After working as Trevor’s assistant, his departure to coach Sri Lanka meant I took over from him at the Blues and learnt about how to take charge of a team with a huge history and expectation to win – not unlike my current job with the Australian women’s team.
Taking on the head coach role at NSW also allowed me to work alongside longtime NSW and Hampshire physio Patrick Farhart, who has been an extremely close mate and an invaluable sounding board over the years.
Still, I consider that Second XI job as the foundation of everything that’s come since. I was 31 or 32 and went straight from being a player who only really cared about his own performance and was pretty much playing for a year-to-year contract, to suddenly looking after a heap of young, talented players as well as my own game.
It was the era of Moises Henriques, Usman Khawaja, Ed Cowan, Stephen O’Keefe, Pete Forrest, Ben Rohrer, Dan Smith, Dan Christian and others.
It was a talented crew and good fun, but I struggled balancing the two jobs and my performances weren’t great. I played another season of club cricket after that, at Randwick-Petersham, and enjoyed going to the beach a bit more, but was soon back in the game.
The reason is because, as challenging and responsible a job as it is, I’ve never felt that coaching is a chore. It’s a privilege and seeing players go on to reach their potential is something I absolutely love being a part of.
Role that was a ‘no-brainer’
The coach is a vital cog in a player’s development. But influences – in cricket and in life – come from various places.

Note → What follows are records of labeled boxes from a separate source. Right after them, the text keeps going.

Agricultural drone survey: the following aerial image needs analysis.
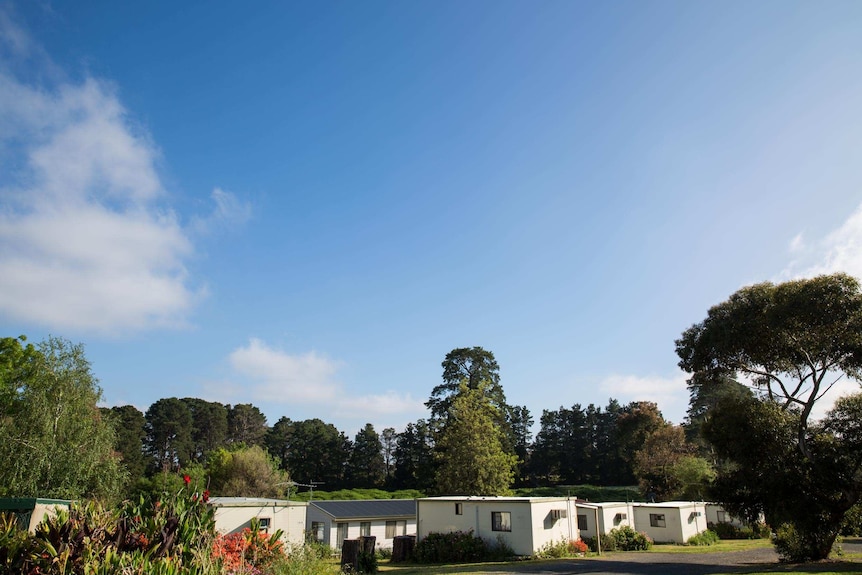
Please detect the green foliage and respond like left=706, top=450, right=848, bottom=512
left=841, top=503, right=862, bottom=537
left=207, top=445, right=288, bottom=497
left=513, top=485, right=642, bottom=501
left=393, top=419, right=436, bottom=491
left=425, top=347, right=507, bottom=423
left=347, top=423, right=386, bottom=488
left=144, top=397, right=194, bottom=472
left=708, top=523, right=772, bottom=539
left=676, top=274, right=862, bottom=559
left=227, top=403, right=267, bottom=445
left=105, top=405, right=148, bottom=484
left=686, top=529, right=719, bottom=547
left=0, top=482, right=215, bottom=575
left=0, top=338, right=126, bottom=499
left=267, top=544, right=338, bottom=575
left=413, top=530, right=514, bottom=563
left=266, top=418, right=350, bottom=489
left=290, top=489, right=425, bottom=501
left=600, top=525, right=653, bottom=551
left=435, top=382, right=517, bottom=495
left=533, top=539, right=589, bottom=559
left=357, top=549, right=379, bottom=573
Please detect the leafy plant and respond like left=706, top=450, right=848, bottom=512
left=686, top=529, right=718, bottom=547
left=533, top=539, right=589, bottom=559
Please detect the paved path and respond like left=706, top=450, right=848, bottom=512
left=472, top=538, right=862, bottom=575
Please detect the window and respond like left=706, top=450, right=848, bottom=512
left=311, top=521, right=324, bottom=543
left=491, top=511, right=512, bottom=531
left=258, top=517, right=271, bottom=533
left=335, top=523, right=347, bottom=549
left=578, top=513, right=587, bottom=531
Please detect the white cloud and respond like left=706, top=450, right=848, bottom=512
left=228, top=339, right=339, bottom=403
left=0, top=71, right=202, bottom=333
left=218, top=338, right=425, bottom=430
left=779, top=205, right=862, bottom=280
left=599, top=372, right=688, bottom=423
left=192, top=188, right=251, bottom=234
left=0, top=18, right=250, bottom=334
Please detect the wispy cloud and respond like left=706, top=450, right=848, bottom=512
left=206, top=338, right=425, bottom=428
left=778, top=205, right=862, bottom=280
left=0, top=11, right=248, bottom=334
left=192, top=188, right=252, bottom=234
left=228, top=339, right=339, bottom=403
left=599, top=372, right=688, bottom=423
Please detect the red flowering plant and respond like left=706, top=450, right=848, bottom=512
left=213, top=518, right=284, bottom=575
left=118, top=475, right=215, bottom=561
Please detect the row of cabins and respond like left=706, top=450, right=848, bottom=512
left=0, top=497, right=740, bottom=555
left=206, top=497, right=742, bottom=555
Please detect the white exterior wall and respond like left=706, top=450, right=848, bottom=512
left=529, top=499, right=580, bottom=555
left=215, top=502, right=306, bottom=544
left=306, top=505, right=416, bottom=549
left=591, top=501, right=634, bottom=537
left=416, top=497, right=579, bottom=555
left=704, top=503, right=745, bottom=528
left=634, top=502, right=706, bottom=543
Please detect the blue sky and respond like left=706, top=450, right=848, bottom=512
left=0, top=0, right=862, bottom=434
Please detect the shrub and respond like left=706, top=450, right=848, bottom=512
left=686, top=529, right=718, bottom=547
left=602, top=525, right=653, bottom=551
left=413, top=529, right=488, bottom=563
left=0, top=477, right=216, bottom=575
left=533, top=539, right=589, bottom=559
left=707, top=523, right=771, bottom=539
left=267, top=544, right=336, bottom=575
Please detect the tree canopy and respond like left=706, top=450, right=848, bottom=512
left=435, top=381, right=518, bottom=495
left=676, top=274, right=862, bottom=560
left=676, top=274, right=862, bottom=453
left=0, top=337, right=125, bottom=499
left=425, top=347, right=507, bottom=420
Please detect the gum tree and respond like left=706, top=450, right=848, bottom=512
left=676, top=274, right=862, bottom=559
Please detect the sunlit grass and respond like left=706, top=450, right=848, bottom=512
left=647, top=539, right=772, bottom=553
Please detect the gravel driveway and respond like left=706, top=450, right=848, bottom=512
left=470, top=539, right=862, bottom=575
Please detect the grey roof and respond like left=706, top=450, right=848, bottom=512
left=308, top=499, right=416, bottom=519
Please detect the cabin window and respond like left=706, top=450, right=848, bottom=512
left=491, top=511, right=512, bottom=531
left=311, top=521, right=324, bottom=543
left=335, top=523, right=348, bottom=549
left=258, top=517, right=272, bottom=533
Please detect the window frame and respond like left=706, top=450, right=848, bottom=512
left=491, top=511, right=512, bottom=533
left=578, top=513, right=587, bottom=531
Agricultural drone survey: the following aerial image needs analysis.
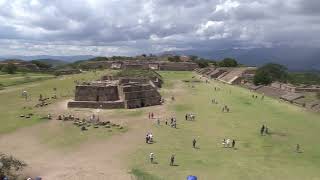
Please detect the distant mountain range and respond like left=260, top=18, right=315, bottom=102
left=0, top=55, right=95, bottom=63
left=165, top=47, right=320, bottom=71
left=0, top=47, right=320, bottom=71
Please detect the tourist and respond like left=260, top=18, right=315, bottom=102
left=226, top=139, right=231, bottom=147
left=260, top=125, right=265, bottom=136
left=222, top=139, right=227, bottom=148
left=232, top=140, right=236, bottom=148
left=192, top=139, right=197, bottom=148
left=149, top=153, right=154, bottom=164
left=296, top=144, right=300, bottom=153
left=265, top=127, right=269, bottom=134
left=170, top=154, right=175, bottom=166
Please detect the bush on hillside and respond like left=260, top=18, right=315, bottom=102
left=0, top=153, right=27, bottom=179
left=1, top=63, right=18, bottom=74
left=31, top=60, right=52, bottom=69
left=218, top=58, right=238, bottom=67
left=253, top=63, right=288, bottom=85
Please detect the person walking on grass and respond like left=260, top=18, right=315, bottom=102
left=149, top=153, right=154, bottom=164
left=170, top=154, right=175, bottom=166
left=260, top=125, right=266, bottom=136
left=232, top=140, right=236, bottom=148
left=296, top=144, right=300, bottom=153
left=192, top=139, right=197, bottom=148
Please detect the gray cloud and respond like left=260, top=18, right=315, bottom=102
left=0, top=0, right=320, bottom=55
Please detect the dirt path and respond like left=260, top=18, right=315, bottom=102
left=0, top=102, right=169, bottom=180
left=0, top=77, right=185, bottom=180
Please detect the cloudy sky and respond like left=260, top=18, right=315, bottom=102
left=0, top=0, right=320, bottom=56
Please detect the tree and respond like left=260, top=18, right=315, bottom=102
left=1, top=63, right=18, bottom=74
left=219, top=58, right=238, bottom=67
left=254, top=63, right=288, bottom=85
left=0, top=153, right=27, bottom=179
left=190, top=55, right=199, bottom=61
left=253, top=71, right=272, bottom=85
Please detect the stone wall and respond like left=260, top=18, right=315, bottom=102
left=68, top=101, right=125, bottom=109
left=75, top=85, right=119, bottom=101
left=68, top=76, right=161, bottom=109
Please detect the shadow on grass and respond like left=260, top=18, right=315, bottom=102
left=131, top=168, right=161, bottom=180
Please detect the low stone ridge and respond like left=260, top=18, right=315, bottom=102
left=68, top=76, right=161, bottom=109
left=86, top=60, right=198, bottom=71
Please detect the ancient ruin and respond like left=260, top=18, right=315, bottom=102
left=86, top=60, right=198, bottom=71
left=195, top=67, right=256, bottom=84
left=68, top=71, right=162, bottom=109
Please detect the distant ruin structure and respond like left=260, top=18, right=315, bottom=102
left=86, top=60, right=199, bottom=71
left=68, top=76, right=161, bottom=109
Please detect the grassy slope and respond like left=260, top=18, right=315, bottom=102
left=132, top=72, right=320, bottom=180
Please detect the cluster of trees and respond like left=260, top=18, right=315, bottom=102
left=253, top=63, right=320, bottom=85
left=253, top=63, right=288, bottom=85
left=190, top=56, right=239, bottom=68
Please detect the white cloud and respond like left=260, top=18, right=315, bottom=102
left=0, top=0, right=320, bottom=55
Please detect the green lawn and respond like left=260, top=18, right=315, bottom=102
left=0, top=71, right=320, bottom=180
left=131, top=72, right=320, bottom=180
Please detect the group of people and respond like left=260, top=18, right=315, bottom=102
left=148, top=112, right=154, bottom=119
left=222, top=139, right=236, bottom=148
left=146, top=132, right=153, bottom=144
left=149, top=152, right=175, bottom=166
left=222, top=105, right=230, bottom=112
left=185, top=113, right=196, bottom=121
left=260, top=125, right=269, bottom=136
left=251, top=94, right=264, bottom=100
left=166, top=117, right=177, bottom=128
left=211, top=99, right=218, bottom=104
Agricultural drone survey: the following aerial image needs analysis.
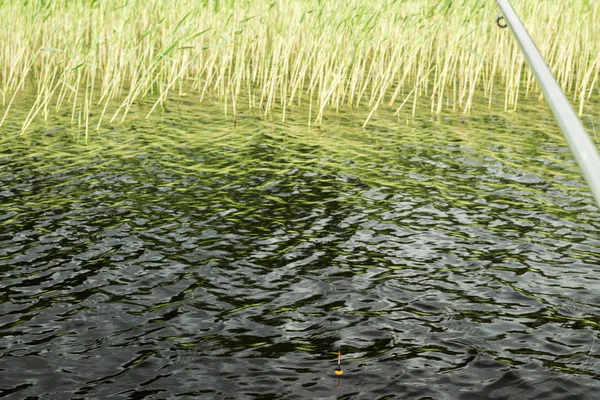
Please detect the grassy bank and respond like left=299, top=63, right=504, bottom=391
left=0, top=0, right=600, bottom=130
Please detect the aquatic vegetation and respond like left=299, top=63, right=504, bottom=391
left=0, top=0, right=600, bottom=131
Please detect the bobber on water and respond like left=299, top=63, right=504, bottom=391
left=335, top=351, right=344, bottom=375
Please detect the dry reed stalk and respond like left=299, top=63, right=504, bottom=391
left=0, top=0, right=600, bottom=133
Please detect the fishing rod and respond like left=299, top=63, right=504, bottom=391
left=496, top=0, right=600, bottom=211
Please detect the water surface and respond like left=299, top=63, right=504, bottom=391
left=0, top=98, right=600, bottom=400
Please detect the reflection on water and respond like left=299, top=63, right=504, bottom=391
left=0, top=97, right=600, bottom=399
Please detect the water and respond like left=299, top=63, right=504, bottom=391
left=0, top=97, right=600, bottom=400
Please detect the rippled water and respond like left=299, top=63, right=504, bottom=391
left=0, top=97, right=600, bottom=399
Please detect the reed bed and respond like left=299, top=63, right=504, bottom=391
left=0, top=0, right=600, bottom=132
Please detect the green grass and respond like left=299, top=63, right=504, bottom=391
left=0, top=0, right=600, bottom=132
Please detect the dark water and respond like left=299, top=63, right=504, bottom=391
left=0, top=101, right=600, bottom=400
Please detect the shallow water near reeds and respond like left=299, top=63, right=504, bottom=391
left=0, top=97, right=600, bottom=399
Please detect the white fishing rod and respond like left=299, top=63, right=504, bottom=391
left=496, top=0, right=600, bottom=211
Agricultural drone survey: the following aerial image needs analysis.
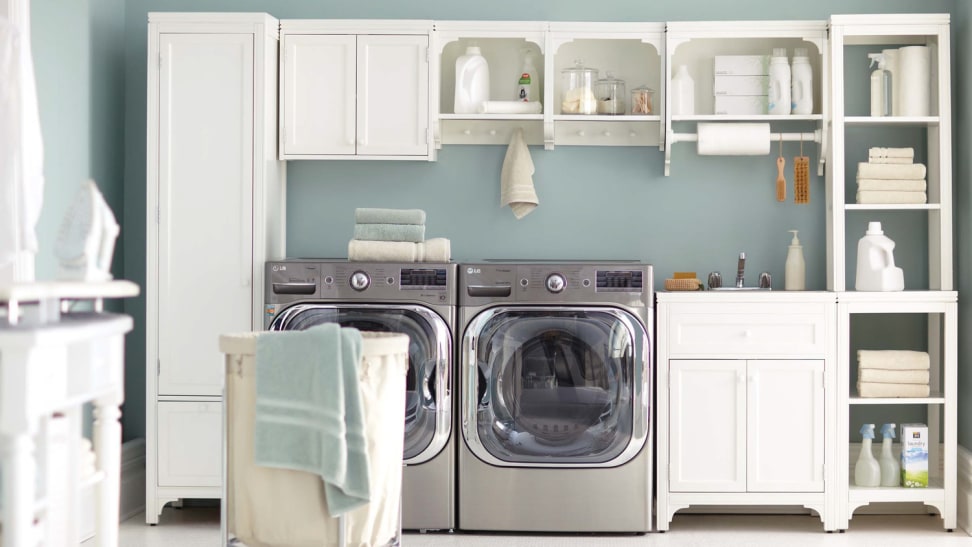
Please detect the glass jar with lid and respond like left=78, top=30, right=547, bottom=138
left=594, top=70, right=625, bottom=115
left=560, top=60, right=597, bottom=114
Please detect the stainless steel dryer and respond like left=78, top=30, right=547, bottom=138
left=264, top=259, right=456, bottom=530
left=458, top=262, right=654, bottom=532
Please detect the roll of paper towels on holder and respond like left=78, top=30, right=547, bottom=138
left=697, top=123, right=770, bottom=156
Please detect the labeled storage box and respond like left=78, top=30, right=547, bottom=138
left=714, top=55, right=769, bottom=76
left=901, top=424, right=928, bottom=488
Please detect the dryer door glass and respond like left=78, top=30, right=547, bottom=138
left=270, top=304, right=452, bottom=464
left=463, top=308, right=649, bottom=465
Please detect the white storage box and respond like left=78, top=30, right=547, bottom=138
left=219, top=332, right=409, bottom=547
left=715, top=95, right=769, bottom=116
left=714, top=55, right=769, bottom=76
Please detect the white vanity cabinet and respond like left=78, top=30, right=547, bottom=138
left=655, top=290, right=836, bottom=530
left=145, top=13, right=285, bottom=524
left=280, top=20, right=434, bottom=160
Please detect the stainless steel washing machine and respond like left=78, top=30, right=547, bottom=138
left=458, top=262, right=654, bottom=532
left=264, top=259, right=456, bottom=530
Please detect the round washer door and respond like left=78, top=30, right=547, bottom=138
left=269, top=304, right=452, bottom=465
left=461, top=307, right=651, bottom=467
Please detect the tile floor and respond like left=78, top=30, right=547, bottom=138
left=106, top=507, right=972, bottom=547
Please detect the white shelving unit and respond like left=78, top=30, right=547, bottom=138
left=663, top=21, right=830, bottom=176
left=827, top=14, right=958, bottom=530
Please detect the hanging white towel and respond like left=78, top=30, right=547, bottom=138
left=0, top=17, right=44, bottom=266
left=500, top=128, right=540, bottom=219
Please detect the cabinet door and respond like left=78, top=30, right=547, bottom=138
left=747, top=360, right=824, bottom=492
left=280, top=34, right=357, bottom=155
left=357, top=36, right=429, bottom=156
left=672, top=359, right=746, bottom=492
left=158, top=34, right=253, bottom=395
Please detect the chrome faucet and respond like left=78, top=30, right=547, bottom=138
left=736, top=252, right=746, bottom=289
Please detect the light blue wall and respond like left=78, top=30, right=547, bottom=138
left=95, top=0, right=944, bottom=438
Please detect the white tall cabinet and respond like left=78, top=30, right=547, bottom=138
left=145, top=13, right=285, bottom=524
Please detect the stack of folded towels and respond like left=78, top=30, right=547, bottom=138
left=857, top=148, right=928, bottom=204
left=857, top=350, right=929, bottom=397
left=348, top=208, right=451, bottom=262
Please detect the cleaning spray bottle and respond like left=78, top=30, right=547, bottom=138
left=854, top=424, right=881, bottom=486
left=878, top=424, right=901, bottom=486
left=783, top=230, right=807, bottom=291
left=867, top=53, right=892, bottom=116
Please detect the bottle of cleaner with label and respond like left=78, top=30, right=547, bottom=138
left=516, top=49, right=540, bottom=103
left=854, top=424, right=881, bottom=486
left=878, top=424, right=901, bottom=486
left=767, top=47, right=790, bottom=115
left=783, top=230, right=807, bottom=291
left=790, top=47, right=813, bottom=114
left=868, top=53, right=891, bottom=116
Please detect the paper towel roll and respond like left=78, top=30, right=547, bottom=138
left=893, top=46, right=931, bottom=116
left=697, top=123, right=770, bottom=156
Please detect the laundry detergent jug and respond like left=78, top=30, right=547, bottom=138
left=854, top=222, right=904, bottom=291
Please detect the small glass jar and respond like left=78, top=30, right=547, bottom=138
left=594, top=71, right=625, bottom=116
left=560, top=60, right=597, bottom=114
left=631, top=85, right=655, bottom=115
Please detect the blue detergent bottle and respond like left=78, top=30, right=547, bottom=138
left=854, top=424, right=881, bottom=486
left=878, top=424, right=901, bottom=486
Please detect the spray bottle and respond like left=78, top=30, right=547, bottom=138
left=878, top=424, right=901, bottom=486
left=867, top=53, right=892, bottom=116
left=854, top=424, right=881, bottom=486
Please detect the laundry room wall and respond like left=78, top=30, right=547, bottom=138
left=114, top=0, right=955, bottom=438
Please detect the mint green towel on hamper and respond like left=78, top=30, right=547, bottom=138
left=254, top=323, right=370, bottom=516
left=354, top=224, right=425, bottom=243
left=354, top=207, right=425, bottom=224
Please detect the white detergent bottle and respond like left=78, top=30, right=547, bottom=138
left=854, top=424, right=881, bottom=486
left=783, top=230, right=807, bottom=291
left=878, top=424, right=901, bottom=486
left=453, top=46, right=489, bottom=114
left=854, top=222, right=904, bottom=291
left=790, top=47, right=813, bottom=115
left=767, top=47, right=790, bottom=115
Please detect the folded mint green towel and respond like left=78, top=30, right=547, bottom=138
left=354, top=207, right=425, bottom=224
left=354, top=224, right=425, bottom=243
left=253, top=323, right=370, bottom=516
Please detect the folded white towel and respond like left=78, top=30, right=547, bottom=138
left=348, top=237, right=451, bottom=262
left=857, top=349, right=931, bottom=370
left=857, top=179, right=928, bottom=192
left=857, top=368, right=930, bottom=385
left=857, top=190, right=928, bottom=204
left=857, top=162, right=927, bottom=180
left=857, top=382, right=931, bottom=397
left=500, top=128, right=540, bottom=219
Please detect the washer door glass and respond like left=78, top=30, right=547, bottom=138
left=270, top=304, right=452, bottom=464
left=463, top=308, right=648, bottom=465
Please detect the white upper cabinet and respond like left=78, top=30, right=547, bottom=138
left=280, top=20, right=433, bottom=160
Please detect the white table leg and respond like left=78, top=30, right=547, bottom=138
left=94, top=397, right=121, bottom=547
left=0, top=433, right=36, bottom=545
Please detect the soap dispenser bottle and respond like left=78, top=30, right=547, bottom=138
left=783, top=230, right=807, bottom=291
left=878, top=424, right=901, bottom=486
left=854, top=424, right=881, bottom=486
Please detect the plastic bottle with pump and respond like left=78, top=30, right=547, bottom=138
left=854, top=222, right=904, bottom=291
left=516, top=49, right=540, bottom=103
left=767, top=47, right=790, bottom=115
left=868, top=53, right=891, bottom=116
left=854, top=424, right=881, bottom=486
left=790, top=47, right=813, bottom=115
left=878, top=424, right=901, bottom=486
left=783, top=230, right=807, bottom=291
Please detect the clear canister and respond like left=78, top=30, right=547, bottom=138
left=560, top=60, right=597, bottom=114
left=594, top=71, right=626, bottom=115
left=631, top=85, right=655, bottom=115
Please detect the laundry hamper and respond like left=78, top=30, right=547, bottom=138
left=219, top=332, right=409, bottom=547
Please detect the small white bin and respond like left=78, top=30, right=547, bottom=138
left=219, top=332, right=409, bottom=547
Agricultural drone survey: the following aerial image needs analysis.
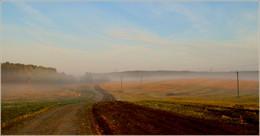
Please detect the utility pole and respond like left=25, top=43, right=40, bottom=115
left=237, top=71, right=239, bottom=97
left=140, top=75, right=142, bottom=89
left=121, top=76, right=123, bottom=91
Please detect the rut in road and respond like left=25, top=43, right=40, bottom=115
left=2, top=85, right=115, bottom=135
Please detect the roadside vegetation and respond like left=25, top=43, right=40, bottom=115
left=1, top=84, right=95, bottom=128
left=101, top=79, right=259, bottom=129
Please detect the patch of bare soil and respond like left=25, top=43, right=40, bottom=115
left=92, top=101, right=259, bottom=135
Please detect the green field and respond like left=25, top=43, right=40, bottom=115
left=101, top=79, right=259, bottom=125
left=1, top=84, right=95, bottom=127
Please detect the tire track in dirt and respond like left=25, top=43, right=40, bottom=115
left=92, top=101, right=259, bottom=135
left=1, top=85, right=115, bottom=135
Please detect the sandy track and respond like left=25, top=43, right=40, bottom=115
left=2, top=86, right=114, bottom=135
left=92, top=101, right=259, bottom=135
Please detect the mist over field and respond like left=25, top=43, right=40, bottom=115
left=0, top=0, right=259, bottom=135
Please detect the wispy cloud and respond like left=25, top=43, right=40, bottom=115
left=13, top=1, right=53, bottom=25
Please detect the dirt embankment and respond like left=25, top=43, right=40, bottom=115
left=92, top=101, right=259, bottom=135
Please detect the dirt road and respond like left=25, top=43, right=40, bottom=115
left=2, top=86, right=115, bottom=135
left=92, top=101, right=259, bottom=135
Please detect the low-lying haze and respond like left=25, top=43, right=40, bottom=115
left=2, top=1, right=259, bottom=76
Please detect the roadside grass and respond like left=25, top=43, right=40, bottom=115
left=100, top=79, right=259, bottom=125
left=1, top=85, right=95, bottom=128
left=134, top=100, right=259, bottom=125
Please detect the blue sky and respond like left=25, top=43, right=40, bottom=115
left=2, top=1, right=259, bottom=75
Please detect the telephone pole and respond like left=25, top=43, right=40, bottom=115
left=121, top=76, right=123, bottom=91
left=237, top=71, right=239, bottom=97
left=140, top=75, right=142, bottom=89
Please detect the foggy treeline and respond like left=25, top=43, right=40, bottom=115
left=1, top=62, right=75, bottom=83
left=1, top=62, right=259, bottom=83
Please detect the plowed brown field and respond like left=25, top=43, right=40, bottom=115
left=92, top=101, right=259, bottom=135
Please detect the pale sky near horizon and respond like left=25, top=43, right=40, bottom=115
left=1, top=1, right=259, bottom=75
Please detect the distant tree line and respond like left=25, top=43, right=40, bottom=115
left=1, top=62, right=75, bottom=83
left=80, top=72, right=110, bottom=83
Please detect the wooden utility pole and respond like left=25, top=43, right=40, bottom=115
left=121, top=76, right=123, bottom=91
left=237, top=71, right=239, bottom=97
left=140, top=75, right=142, bottom=89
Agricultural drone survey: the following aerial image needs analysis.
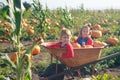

In my experience, I’ll always remember my grade 10 phys ed teacher at Palm Beach Currumbin, Rod Patterson, who put me on the right track when things were going a bit astray.
I wasn’t a great student at school. I was a bit rebellious, a bit of a ratbag, even though my dad was the principal of the school I attended. I was always into sport, but not so much into my studies.
Mr Patterson pulled me aside one day and said, ‘Mate, you’ve got to start getting your stuff together. You’ve only got two years left of school. I know you’ve got a good work ethic but, in the classroom, you carry on like a dill’.
It had a profound impact on me and I started to put in and study. I ended up going to university and it really changed my direction.
That’s one of the things I love most about coaching, that little pieces of advice or attention can have such a big effect on the people you’re working with. After we came back from the UK, because we wanted our son Jai to go to school in Brisbane, I knew I wanted to stay in coaching, but wasn’t sure where my next job would come from.
I was picking up bits of work with Cricket Australia in the youth pathway and gradually building on that. Then the role of women’s team coach came up and I was asked to apply for it.
At the time, the Victorian men’s job was up as well. I think it was down to myself and my former Vic roommate David Saker. But when I spoke to Shaun Graf at Victoria, he said, ‘The women’s space is such a fast-growing area and it would be an amazing opportunity, to coach the national team’. I asked around a few people in cricket and everyone said the same thing.
The added bonus was that we got to stay in Brisbane and my mate Sakes got the Victorian role, so it became a bit of a no-brainer, really.